Following on Argentina’s track the Brazilian government created a special unit to monitor and control imports in the framework of the country’s new trade policy implemented by the administration of President Dilma Rousseff.
Brazilian imports soared 24% during 2011 according to official data and confiscation of smuggled goods as illegal imports also jumped 16%.
“The increase is clearly in the framework of illegal trade”, said Brazil’s head of the Customs Office Ernani Argolo.
The new unit depends from the Tax Revenue Department and will be identified as the National centre for Risk Management, with seat in Rio do Janeiro. The purpose of the office is to control purchases with false origin documents of produce with dumping prices and imported merchandise suspicions of fraudulent declared prices.
One of the sectors which will be most exposed to the filter is textiles, particularly because of the distorting imports from China.
Meanwhile in Buenos Aires Brazilian manufacturers were asked to have “some patience” regarding the new scheme imposed by Argentina on all imports and which has triggered complaints from Mercosur associates.

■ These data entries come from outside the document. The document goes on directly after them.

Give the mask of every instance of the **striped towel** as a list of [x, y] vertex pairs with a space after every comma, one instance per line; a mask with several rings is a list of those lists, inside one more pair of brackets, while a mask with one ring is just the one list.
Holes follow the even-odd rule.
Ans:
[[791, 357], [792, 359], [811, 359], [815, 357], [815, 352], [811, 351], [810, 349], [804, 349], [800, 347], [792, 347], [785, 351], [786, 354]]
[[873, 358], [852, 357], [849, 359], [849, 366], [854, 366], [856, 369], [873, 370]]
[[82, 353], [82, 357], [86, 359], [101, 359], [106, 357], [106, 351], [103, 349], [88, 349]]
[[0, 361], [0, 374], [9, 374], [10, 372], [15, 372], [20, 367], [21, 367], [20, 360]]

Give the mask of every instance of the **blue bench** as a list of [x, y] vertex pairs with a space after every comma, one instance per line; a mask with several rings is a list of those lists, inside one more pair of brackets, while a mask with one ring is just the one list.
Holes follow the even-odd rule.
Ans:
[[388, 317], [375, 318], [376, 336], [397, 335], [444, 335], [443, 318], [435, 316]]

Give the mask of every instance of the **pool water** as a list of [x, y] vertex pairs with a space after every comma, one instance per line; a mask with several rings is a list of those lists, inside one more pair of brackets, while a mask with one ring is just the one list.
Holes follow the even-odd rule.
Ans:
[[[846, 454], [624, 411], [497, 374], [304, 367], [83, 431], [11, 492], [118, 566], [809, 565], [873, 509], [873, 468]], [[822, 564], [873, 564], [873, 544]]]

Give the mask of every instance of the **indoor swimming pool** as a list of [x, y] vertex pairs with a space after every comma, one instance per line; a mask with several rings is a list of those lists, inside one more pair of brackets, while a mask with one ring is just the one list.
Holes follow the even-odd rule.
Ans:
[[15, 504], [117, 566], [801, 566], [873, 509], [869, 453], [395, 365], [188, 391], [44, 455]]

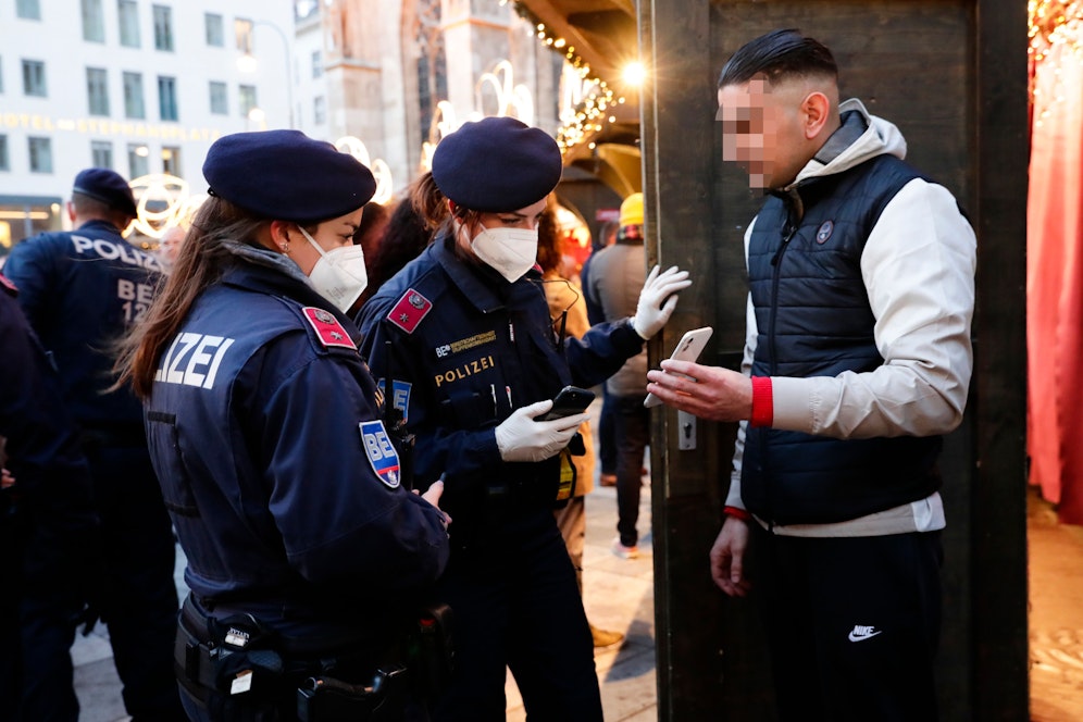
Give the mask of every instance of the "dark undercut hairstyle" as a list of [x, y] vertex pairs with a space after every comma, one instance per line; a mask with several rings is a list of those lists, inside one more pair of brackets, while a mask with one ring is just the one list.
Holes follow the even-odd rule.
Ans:
[[733, 53], [719, 75], [719, 88], [744, 85], [761, 76], [775, 85], [789, 77], [838, 79], [838, 65], [826, 46], [800, 30], [772, 30]]

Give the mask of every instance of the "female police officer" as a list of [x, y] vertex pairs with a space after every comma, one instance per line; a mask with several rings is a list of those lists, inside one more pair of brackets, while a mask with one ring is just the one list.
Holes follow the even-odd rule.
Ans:
[[[292, 720], [300, 684], [306, 719], [347, 719], [322, 715], [322, 693], [395, 672], [395, 610], [448, 557], [441, 487], [400, 485], [343, 315], [375, 183], [297, 130], [225, 136], [203, 175], [211, 198], [125, 357], [188, 558], [182, 697], [195, 719]], [[391, 676], [334, 702], [366, 719]]]
[[432, 179], [451, 219], [360, 316], [362, 353], [416, 435], [418, 472], [446, 472], [455, 522], [438, 594], [455, 611], [456, 670], [438, 720], [503, 720], [506, 665], [531, 719], [601, 720], [590, 631], [552, 514], [560, 452], [587, 416], [537, 418], [564, 385], [593, 386], [635, 356], [690, 282], [656, 270], [633, 320], [560, 343], [533, 270], [560, 174], [553, 139], [514, 119], [444, 138]]

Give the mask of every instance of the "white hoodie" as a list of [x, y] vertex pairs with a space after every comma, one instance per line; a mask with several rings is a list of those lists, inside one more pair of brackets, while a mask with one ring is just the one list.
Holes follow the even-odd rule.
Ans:
[[[906, 140], [887, 121], [870, 115], [859, 100], [867, 130], [826, 163], [811, 160], [793, 185], [843, 172], [876, 155], [906, 155]], [[820, 154], [831, 155], [829, 138]], [[748, 242], [756, 221], [745, 234]], [[835, 377], [771, 378], [773, 428], [835, 438], [932, 436], [962, 420], [973, 366], [970, 324], [974, 310], [978, 244], [973, 228], [943, 186], [916, 178], [884, 208], [861, 256], [861, 275], [875, 316], [876, 348], [884, 364], [867, 373]], [[756, 316], [747, 303], [742, 370], [749, 375], [756, 350]], [[733, 459], [727, 506], [740, 507], [742, 422]], [[877, 480], [870, 478], [870, 484]], [[774, 526], [791, 536], [876, 536], [929, 532], [945, 526], [939, 494], [896, 509], [833, 524]]]

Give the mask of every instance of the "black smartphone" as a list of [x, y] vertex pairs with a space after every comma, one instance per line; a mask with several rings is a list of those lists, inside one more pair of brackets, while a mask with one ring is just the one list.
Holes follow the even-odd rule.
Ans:
[[552, 408], [548, 412], [538, 416], [538, 421], [552, 421], [563, 419], [575, 413], [583, 413], [594, 401], [594, 391], [588, 391], [578, 386], [565, 386], [557, 394], [552, 400]]

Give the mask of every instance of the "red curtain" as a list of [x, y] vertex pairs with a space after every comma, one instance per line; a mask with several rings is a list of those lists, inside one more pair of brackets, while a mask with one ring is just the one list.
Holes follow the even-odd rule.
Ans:
[[1031, 484], [1083, 524], [1083, 58], [1050, 47], [1034, 69], [1026, 209]]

“We were promised by Argentine officials that there won’t be detrimental actions but balanced, gradual solutions. They asked for some patience and no precipitation”, said Paulo Skaf head of the powerful Sao Paulo Industries Federation who met with Economy minister Hector Lorenzini, Industry minister Debora Giorgi and Domestic Trade minister Guillermo Moreno.
Argentine businesses as of February first must present an advanced sworn statement on planned imports and the bureaucracy has three to ten days to approve or disapprove the request.
The scheme has been described as ‘protectionist’ by Mercosur associates private sectors. Argentina argues it must ensure its domestic market and Argentine jobs from the global financial crisis and the re-direction of global exports from developed to developing countries.
Argentina barred from voluntary money markets since the 2001 default needs a healthy trade surplus but was also exposed to a massive capital outflow during 2011 which forced the Cristina Fernandez administration to impose strict foreign exchange controls.
Brazil is Argentina’s main trade partner. Last year Brazil exported 22 billion dollars and Argentina 17.7 billion with a trade deficit of 5.8 billion for Argentina, up 20% from 2010. Argentina wants a more balanced trade relation.